• 1890 ile 1949 yılları arasında yaşamış siyasetçi ve eğitimci. tbmm eski üyesi ve aynı zamanda chp eski genel sekreteri.

    şair ceyhun atuf kansu ,mimar tuğrul atuf kansu, ve arkeolog arman atuf kansu'nun babası, prof.şevket aziz kansu'nun ağabeyi.
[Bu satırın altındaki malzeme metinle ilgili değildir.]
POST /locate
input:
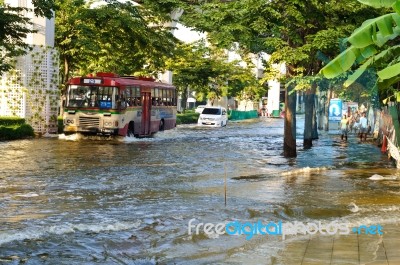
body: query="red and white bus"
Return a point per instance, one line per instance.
(108, 104)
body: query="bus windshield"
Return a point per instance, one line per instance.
(92, 96)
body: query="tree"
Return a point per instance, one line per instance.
(293, 32)
(15, 27)
(372, 47)
(206, 71)
(116, 37)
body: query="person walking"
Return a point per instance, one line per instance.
(363, 127)
(344, 123)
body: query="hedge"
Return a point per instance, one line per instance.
(14, 132)
(10, 121)
(187, 118)
(60, 123)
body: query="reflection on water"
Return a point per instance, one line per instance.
(74, 200)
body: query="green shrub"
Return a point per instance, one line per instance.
(187, 118)
(14, 132)
(9, 121)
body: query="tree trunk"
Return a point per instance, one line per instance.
(184, 98)
(321, 111)
(309, 121)
(328, 101)
(64, 90)
(289, 141)
(308, 124)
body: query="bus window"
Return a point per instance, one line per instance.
(169, 97)
(123, 98)
(107, 97)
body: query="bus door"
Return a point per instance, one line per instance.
(146, 113)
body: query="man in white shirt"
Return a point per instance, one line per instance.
(363, 127)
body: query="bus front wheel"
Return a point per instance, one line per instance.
(161, 128)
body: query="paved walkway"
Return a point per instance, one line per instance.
(348, 249)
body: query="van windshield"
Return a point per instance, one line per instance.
(211, 111)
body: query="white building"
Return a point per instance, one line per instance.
(31, 91)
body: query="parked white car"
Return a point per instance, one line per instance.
(200, 108)
(213, 116)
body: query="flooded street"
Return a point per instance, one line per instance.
(129, 201)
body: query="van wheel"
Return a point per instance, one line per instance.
(161, 127)
(131, 129)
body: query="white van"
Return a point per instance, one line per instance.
(213, 116)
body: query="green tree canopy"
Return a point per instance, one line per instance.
(15, 27)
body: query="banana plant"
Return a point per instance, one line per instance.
(366, 42)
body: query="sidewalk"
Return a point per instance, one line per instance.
(348, 249)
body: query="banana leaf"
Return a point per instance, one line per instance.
(376, 31)
(378, 3)
(375, 60)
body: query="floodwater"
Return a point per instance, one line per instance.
(129, 201)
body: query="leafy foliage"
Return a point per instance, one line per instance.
(114, 37)
(207, 71)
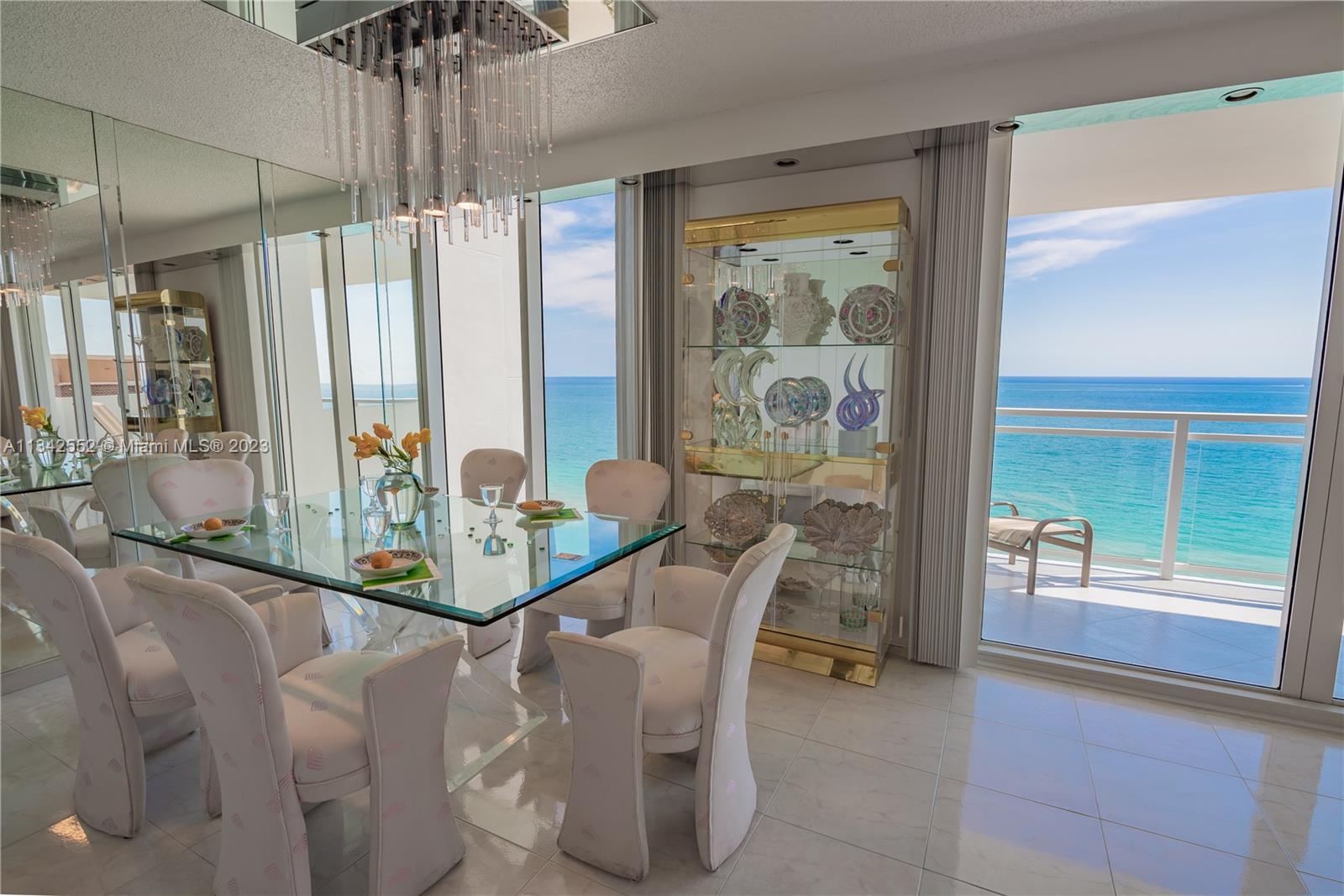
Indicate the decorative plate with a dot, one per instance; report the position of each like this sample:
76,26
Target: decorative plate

    1890 yılında babası doktor aziz emin paşa'nın vazifesi nedeniyle bulunduğu mekke'de doğan kansu,ilk,orta ve lise tahsilini edirne'de tamamladı. edirne mülki idadisinden 1906 yılında mezun olan nafi bey aynı yıl giriş sınavını kazanarak istanbul'da mülkiye mektebi(siyasal bilgiler fakültesi)'ne kaydoldu ve mülkiye'yi 1910 yılında pekiyi derece ile bitirdikten sonra edirne'ye maiyet memuru olarak tayin olundu. bu vazife ile birlikte tayin edildiği edirne nimet-i hürriyet mektebinde(ittihat terakki mektebi) müdürlük ve öğretmenlik görevine de devam etti. fikir adamı olarak eğitim alanında gelişimi ve yenileşmeyi savunmasının yanı sıra bu görüşünü savunan dergiler çıkardı. eğitim akımları ve düşüncelerine ilk yer veren önemli dergilerden birisi olan say ve tetebbü (iş ve düşünce) adlı dergi nafi atuf bey ile vehbi bey tarafından edirne'de yayınlanmaya başlanmıştır. 1912 yılında edirne'nin bulgar işgalinde ailesini istanbul'a gönderip kaleiçinde bulunan askeri hastanenin müdürlüğünü ,işgal sonrasında ise bir müddet edirne erkek öğretmen okulu müdürlüğünü de ifa etmiştir.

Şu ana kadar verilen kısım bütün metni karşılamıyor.